Cement Manufacturing
Cement factories consist of aggressive activities and the movement of pieces. At the fundamental level, predictive maintenance brings all together. Vibration analysis monitors assemblies in kiln drives, crushers, screens, conveyor belts, raw mills, separators, and blowers. Potential faults are predicted, and real-time anomaly detection helps in successfully diagnose the manufacturing systems. Many cement manufacturers over-deliver on their SLA quality due to the inability to track a batch's quality. Deploying neural network soft sensors and kiln activity monitoring accurately predicts a batch's quality mapping the best and worst-case scenarios as the cement industry goes through a paradigm shift and moves to a greener Cement 4.0 phase with the adaptation of condition monitoring sensors with real-time predictive analytics optimizing Yield, Energy and Throughput performance from Mines to Mills.

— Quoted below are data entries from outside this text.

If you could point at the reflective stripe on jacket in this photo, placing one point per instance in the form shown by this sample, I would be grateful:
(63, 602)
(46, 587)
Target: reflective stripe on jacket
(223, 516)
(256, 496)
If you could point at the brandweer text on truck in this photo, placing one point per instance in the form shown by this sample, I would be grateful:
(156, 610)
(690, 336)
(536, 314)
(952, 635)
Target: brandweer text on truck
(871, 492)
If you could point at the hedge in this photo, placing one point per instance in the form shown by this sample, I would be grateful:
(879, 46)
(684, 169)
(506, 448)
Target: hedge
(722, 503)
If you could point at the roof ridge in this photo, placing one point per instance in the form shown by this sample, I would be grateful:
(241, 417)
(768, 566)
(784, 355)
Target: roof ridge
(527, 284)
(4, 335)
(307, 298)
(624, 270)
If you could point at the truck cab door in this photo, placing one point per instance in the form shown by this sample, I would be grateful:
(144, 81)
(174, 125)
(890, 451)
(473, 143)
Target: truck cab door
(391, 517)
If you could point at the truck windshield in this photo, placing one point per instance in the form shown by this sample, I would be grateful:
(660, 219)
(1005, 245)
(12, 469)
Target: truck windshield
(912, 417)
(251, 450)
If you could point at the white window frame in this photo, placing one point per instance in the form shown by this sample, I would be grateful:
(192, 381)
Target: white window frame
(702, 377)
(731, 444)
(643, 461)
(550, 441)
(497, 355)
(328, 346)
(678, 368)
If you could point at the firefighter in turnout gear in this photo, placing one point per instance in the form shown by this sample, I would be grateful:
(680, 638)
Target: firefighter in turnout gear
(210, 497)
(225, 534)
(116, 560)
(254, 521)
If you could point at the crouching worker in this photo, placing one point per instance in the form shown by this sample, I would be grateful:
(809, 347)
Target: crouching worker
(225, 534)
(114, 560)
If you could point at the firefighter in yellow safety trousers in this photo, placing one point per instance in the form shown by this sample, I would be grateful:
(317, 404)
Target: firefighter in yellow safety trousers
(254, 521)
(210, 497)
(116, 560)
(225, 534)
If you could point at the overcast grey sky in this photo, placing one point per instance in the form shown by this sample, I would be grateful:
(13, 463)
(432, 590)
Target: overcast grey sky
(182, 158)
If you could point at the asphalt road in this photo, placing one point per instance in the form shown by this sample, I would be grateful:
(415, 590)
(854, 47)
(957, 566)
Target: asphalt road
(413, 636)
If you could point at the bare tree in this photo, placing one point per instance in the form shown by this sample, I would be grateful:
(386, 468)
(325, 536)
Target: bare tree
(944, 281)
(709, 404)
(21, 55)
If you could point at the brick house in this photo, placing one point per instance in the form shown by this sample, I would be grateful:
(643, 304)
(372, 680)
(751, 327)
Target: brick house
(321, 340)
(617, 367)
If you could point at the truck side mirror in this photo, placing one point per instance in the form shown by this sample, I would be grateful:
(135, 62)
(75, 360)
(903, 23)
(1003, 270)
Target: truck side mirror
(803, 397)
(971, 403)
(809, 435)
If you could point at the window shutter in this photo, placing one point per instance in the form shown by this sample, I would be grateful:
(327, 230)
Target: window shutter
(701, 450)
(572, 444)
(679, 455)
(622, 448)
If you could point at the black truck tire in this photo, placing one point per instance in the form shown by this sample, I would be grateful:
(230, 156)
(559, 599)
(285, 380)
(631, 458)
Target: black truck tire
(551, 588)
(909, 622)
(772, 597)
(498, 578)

The Future of Connected Factories
This is the starting point of Industry 4.0 and the inception of the concept of Connected Factories. Succeeding in Industry 4.0 and digitalization is more than just about having the right IT tools. Strategizing this transformation is of utmost importance for better efficacy. To successfully run a Connected Factory, connectivity, intelligence, and flexible automation must be ensured across multiple verticals of manufacturing and supply chain distribution.
Connected Factories are the new future of the manufacturing industry. Not all can be integrated at once. However, deploying technology in a phased manner would help manufacturers to develop the factory of the future.
Therefore, the three essential principles to consider while aiming towards a future of "Connected Factories": Consider scalability by charting a value-backward plan instead of technology forward. Focusing on crucial value drivers would lead to faster implementation of the Industry 4.0 vision. Be people-centric and gear them up to identify, innovate and deploy tools that add to the production capabilities. Build a well-informed workforce who knows about your product, plan, and way forward. Innovate an integrated technology stack to enable operations according to locations before aiming for global scalability. All in all, plan, product, and people will pave the future for the Connected Factories with ease.